Editor’s Note: The Albumism staff has selected what we believe to be the 100 Greatest Soundtracks of All Time, representing a varied cross-section of films and musical genres. Click “Next Soundtrack” below to explore each soundtrack in the list or for easier navigation, view the full introduction & soundtrack index here.
American Graffiti
MCA (1973)
Selected by Mike Elliott
"With introductions by the Howling, Prowling Wolfman Jack" (so reads the liner notes on the back cover), this is where baby boomer nostalgia began. The year was 1973 and the times, culturally speaking, they had a-changed in the preceding ten years more than they had in anyone's memory alive at the time. American Graffiti—directed by some newbie named George Lucas and produced by his old film school buddy Francis Ford Coppola (in between Godfathers at the time)—was set in one glorious night in 1962, the beginning of the end of the innocence. The soundtrack—like the film—rocks, rolls, and inspired not only the manic '50s nostalgia that engulfed the rest of the '70s (Happy Days, Grease), but the oldies format that radio stations cynically developed, and profited from, by the 1980s.

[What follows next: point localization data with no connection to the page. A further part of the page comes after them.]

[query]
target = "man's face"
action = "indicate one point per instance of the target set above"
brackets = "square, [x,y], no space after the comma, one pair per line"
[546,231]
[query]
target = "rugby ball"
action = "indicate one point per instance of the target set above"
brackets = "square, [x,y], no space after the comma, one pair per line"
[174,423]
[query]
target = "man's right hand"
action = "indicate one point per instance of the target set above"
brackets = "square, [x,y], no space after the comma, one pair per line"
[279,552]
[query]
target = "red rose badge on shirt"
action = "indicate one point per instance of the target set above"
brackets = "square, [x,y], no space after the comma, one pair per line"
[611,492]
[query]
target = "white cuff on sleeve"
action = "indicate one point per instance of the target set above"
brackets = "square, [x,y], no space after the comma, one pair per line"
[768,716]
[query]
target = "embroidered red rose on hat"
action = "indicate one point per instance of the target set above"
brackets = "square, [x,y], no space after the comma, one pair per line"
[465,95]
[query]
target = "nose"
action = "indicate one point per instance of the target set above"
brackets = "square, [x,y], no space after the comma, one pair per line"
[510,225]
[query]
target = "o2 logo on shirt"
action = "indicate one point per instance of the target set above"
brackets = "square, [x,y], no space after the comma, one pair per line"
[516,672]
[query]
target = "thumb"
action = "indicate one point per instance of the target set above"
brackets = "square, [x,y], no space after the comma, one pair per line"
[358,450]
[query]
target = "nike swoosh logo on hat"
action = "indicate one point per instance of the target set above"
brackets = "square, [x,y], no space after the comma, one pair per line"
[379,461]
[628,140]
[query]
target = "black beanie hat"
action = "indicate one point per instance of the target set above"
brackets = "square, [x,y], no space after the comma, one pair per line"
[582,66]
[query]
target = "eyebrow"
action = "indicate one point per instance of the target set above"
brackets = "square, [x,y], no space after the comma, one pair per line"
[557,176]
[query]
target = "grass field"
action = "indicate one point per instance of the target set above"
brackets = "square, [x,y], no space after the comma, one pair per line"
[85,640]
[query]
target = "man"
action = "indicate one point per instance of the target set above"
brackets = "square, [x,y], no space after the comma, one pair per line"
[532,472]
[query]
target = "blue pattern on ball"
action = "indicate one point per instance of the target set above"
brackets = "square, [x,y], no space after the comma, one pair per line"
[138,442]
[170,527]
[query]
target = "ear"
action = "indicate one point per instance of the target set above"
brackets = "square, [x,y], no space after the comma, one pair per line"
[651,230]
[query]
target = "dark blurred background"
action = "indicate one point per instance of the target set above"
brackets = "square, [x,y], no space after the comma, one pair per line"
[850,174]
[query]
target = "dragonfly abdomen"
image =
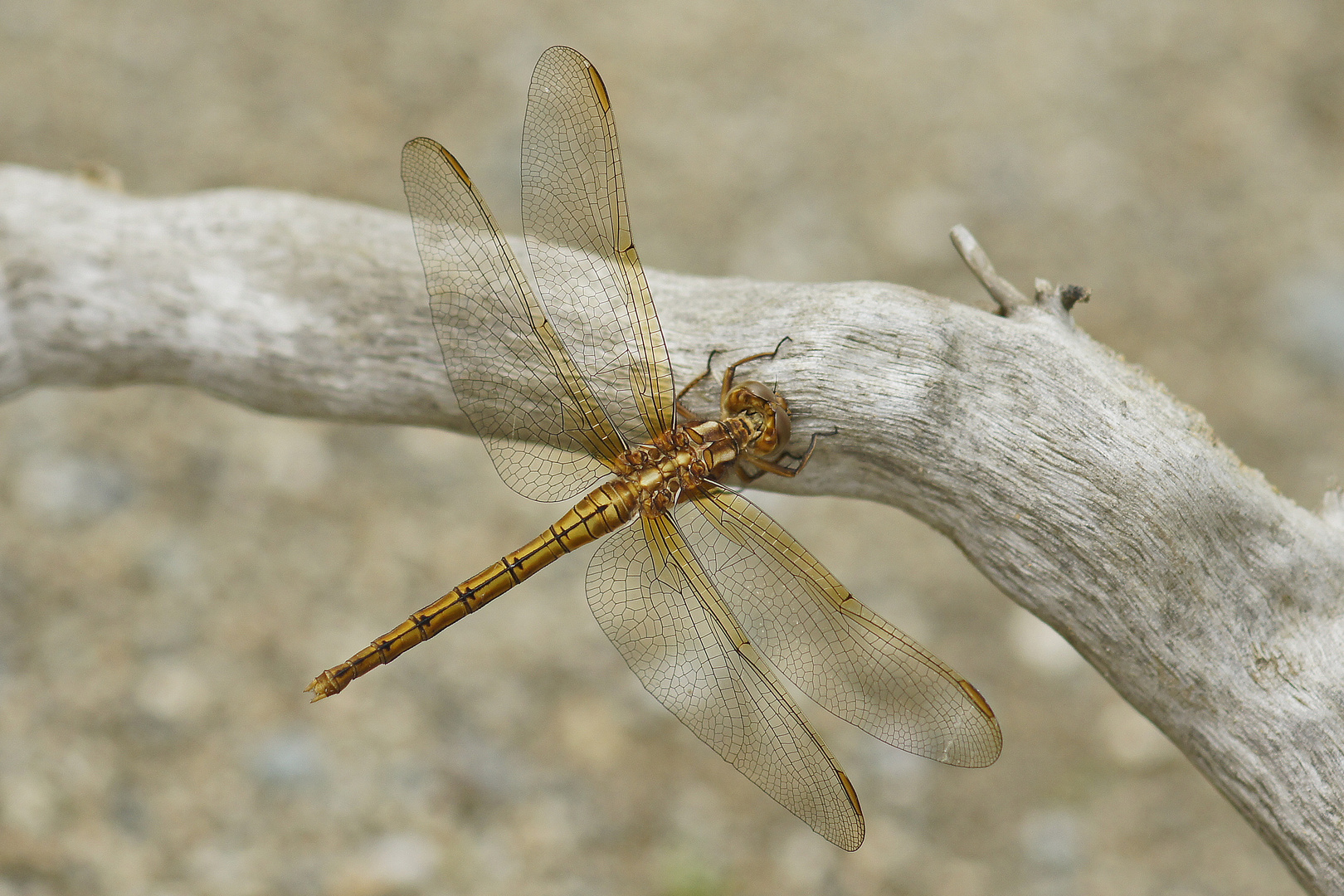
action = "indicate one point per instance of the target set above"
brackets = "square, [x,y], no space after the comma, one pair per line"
[601,511]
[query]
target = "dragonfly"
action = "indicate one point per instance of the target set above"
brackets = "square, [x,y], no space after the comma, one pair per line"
[570,387]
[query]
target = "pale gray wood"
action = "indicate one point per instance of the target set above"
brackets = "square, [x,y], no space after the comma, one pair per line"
[1073,480]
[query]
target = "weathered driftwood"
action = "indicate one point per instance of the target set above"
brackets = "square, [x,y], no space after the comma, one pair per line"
[1069,477]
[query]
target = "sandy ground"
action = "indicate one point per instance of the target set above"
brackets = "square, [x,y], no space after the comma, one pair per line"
[173,570]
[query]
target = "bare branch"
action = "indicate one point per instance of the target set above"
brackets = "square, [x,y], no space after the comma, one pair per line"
[1069,477]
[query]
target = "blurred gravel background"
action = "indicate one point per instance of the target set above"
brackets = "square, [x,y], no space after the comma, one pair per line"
[173,570]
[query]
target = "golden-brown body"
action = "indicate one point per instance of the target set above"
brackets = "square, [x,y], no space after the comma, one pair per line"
[650,480]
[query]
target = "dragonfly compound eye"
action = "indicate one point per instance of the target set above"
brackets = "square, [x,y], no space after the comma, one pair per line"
[772,407]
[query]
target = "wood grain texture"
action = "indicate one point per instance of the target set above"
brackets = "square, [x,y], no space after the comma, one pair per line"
[1074,481]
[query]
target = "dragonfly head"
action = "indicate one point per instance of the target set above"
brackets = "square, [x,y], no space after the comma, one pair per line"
[773,410]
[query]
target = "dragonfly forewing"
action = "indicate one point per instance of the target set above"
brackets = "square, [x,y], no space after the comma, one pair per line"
[661,611]
[834,648]
[578,236]
[515,381]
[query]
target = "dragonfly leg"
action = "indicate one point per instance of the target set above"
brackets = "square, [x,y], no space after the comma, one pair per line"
[747,476]
[728,373]
[780,469]
[680,409]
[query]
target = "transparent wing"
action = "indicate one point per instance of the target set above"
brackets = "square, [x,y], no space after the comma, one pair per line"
[548,437]
[835,649]
[578,236]
[660,610]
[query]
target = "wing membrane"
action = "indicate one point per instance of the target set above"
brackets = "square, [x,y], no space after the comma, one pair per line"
[578,236]
[839,652]
[661,611]
[546,433]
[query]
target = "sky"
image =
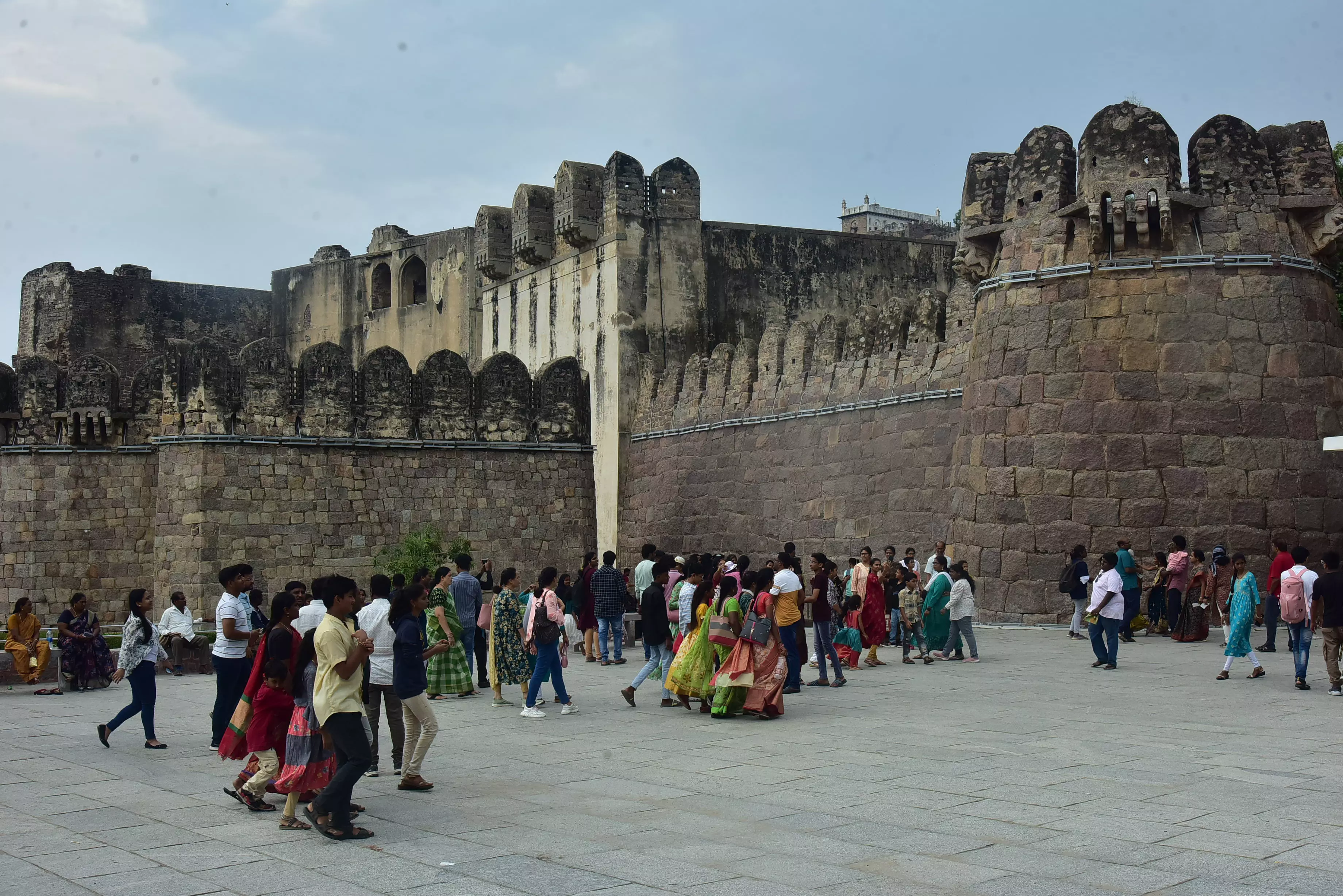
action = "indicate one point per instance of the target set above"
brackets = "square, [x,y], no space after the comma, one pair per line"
[215,142]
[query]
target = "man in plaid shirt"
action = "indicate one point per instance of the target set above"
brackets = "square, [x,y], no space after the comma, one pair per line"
[609,598]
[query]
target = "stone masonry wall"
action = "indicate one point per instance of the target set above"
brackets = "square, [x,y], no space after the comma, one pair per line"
[76,522]
[105,523]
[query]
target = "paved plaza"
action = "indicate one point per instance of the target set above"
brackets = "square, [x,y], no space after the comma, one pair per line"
[1029,773]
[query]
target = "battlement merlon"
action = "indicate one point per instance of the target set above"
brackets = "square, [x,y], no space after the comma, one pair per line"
[1119,195]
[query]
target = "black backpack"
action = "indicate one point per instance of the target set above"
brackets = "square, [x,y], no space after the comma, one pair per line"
[1068,579]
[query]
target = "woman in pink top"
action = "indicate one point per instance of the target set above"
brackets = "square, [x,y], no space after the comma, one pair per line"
[543,637]
[1177,579]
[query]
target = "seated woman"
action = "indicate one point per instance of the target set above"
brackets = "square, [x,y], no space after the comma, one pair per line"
[84,653]
[31,653]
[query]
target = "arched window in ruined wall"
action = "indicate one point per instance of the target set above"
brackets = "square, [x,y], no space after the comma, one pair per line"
[382,287]
[414,283]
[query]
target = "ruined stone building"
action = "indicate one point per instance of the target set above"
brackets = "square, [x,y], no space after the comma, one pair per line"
[1106,348]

The music, however, cannot be denied. It sounds as pure and powerful today as it ever did. Its energy and vitality directly influenced the fledgling punk scene at the time as well. One can virtually see the newly christened Johnny, Joey, Tommy, and Dee Dee Ramone spinning this soundtrack in their practice space in Forest Hills, Queens, as they mapped out their plan for taking over the world. If you want the sound of an era, yes, the soundtrack to American Graffiti fits the bill. But it's more than that: it's the sound of America coming to grips with its lost innocence.